UNICEF Representative to Sudan, Sheldon Yate, emphasised that children remain trapped in a destructive cycle of violence, displacement, and systemic deprivation. Yate noted that children are frequently targeted or caught in crossfire while attempting to access basic medical care or educational facilities, stripping them of any authentic safe havens.
Beyond the immediate physical dangers of detonation and shrapnel, the international body warned of severe long-term psychological trauma gripping youth in repeatedly bombarded communities. Furthermore, UNICEF documented a sharp rise in secondary grave violations against minors, including forced military recruitment, abductions, sexual violence, and targeted strikes on hospitals.
8) ICC deputy prosecutor gathers Darfur violation testimonies in Chad
The International Criminal Court (ICC) has reaffirmed that its investigations into alleged atrocities across Darfur remain an absolute institutional priority. The declaration coincided with a formal field mission by ICC Deputy Prosecutor Nuzhat Shamim Khan to Sudanese refugee camps located in eastern Chad.
During her visit to the Farshana and Goz Beida encampments, Khan met extensively with displaced Darfuri communities to gather direct eye-witness testimonies. She assured community leaders that the legal cases being built in The Hague are explicitly grounded in the statements of those who survived the violence, emphasising that the court is determined to amplify their voices on the global stage.

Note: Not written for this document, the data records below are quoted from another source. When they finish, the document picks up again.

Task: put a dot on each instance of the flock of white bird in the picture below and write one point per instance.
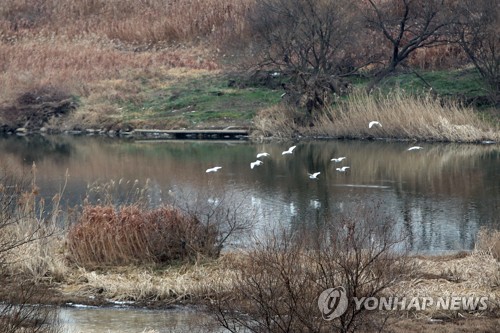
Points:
(313, 175)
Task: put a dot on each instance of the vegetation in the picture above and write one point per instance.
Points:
(403, 116)
(95, 64)
(109, 253)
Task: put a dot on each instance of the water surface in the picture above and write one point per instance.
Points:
(442, 195)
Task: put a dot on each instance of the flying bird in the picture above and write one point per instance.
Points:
(289, 151)
(262, 155)
(314, 175)
(337, 160)
(343, 169)
(373, 123)
(214, 169)
(256, 163)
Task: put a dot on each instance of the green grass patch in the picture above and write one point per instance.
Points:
(194, 100)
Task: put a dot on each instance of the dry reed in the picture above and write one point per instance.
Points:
(106, 236)
(403, 116)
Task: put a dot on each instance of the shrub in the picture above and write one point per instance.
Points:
(278, 285)
(106, 236)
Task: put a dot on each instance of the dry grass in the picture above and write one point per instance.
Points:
(104, 235)
(86, 48)
(402, 116)
(189, 282)
(488, 241)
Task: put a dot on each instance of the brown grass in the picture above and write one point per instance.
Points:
(402, 116)
(131, 235)
(488, 241)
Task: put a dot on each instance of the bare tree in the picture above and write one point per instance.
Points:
(478, 33)
(309, 41)
(21, 224)
(407, 25)
(279, 283)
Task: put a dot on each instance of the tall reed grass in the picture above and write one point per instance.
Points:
(402, 115)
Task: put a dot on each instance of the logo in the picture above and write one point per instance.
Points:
(332, 303)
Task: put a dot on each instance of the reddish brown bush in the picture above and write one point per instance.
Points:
(106, 236)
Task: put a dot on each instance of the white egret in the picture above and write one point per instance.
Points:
(337, 160)
(256, 163)
(373, 123)
(259, 155)
(214, 169)
(314, 175)
(289, 151)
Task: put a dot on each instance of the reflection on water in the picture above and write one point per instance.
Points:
(441, 195)
(125, 320)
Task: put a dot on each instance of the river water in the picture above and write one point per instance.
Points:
(441, 195)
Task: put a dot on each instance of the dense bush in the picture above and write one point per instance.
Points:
(104, 235)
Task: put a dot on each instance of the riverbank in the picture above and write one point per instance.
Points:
(462, 274)
(213, 100)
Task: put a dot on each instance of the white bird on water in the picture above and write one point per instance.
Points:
(314, 175)
(373, 123)
(259, 155)
(289, 151)
(214, 169)
(256, 163)
(337, 160)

Khan reported that her investigative teams have secured critical, high-grade evidence over recent months regarding the widespread atrocities committed during military operations in El Fasher and El Geneina. The compiled dossiers detail extensive patterns of persecution, systemic destruction of civilian infrastructure, and rampant sexual violence directed at women and young girls.
Addressing the traditional structure of accountability, Khan clarified to local leaders that the ICC’s prosecution strategy is not limited to low-level tactical perpetrators. Instead, the Office of the Prosecutor is actively using the collected evidence to identify broader criminal patterns, with the goal of indicting and apprehending high-ranking orchestrators at the top of military command.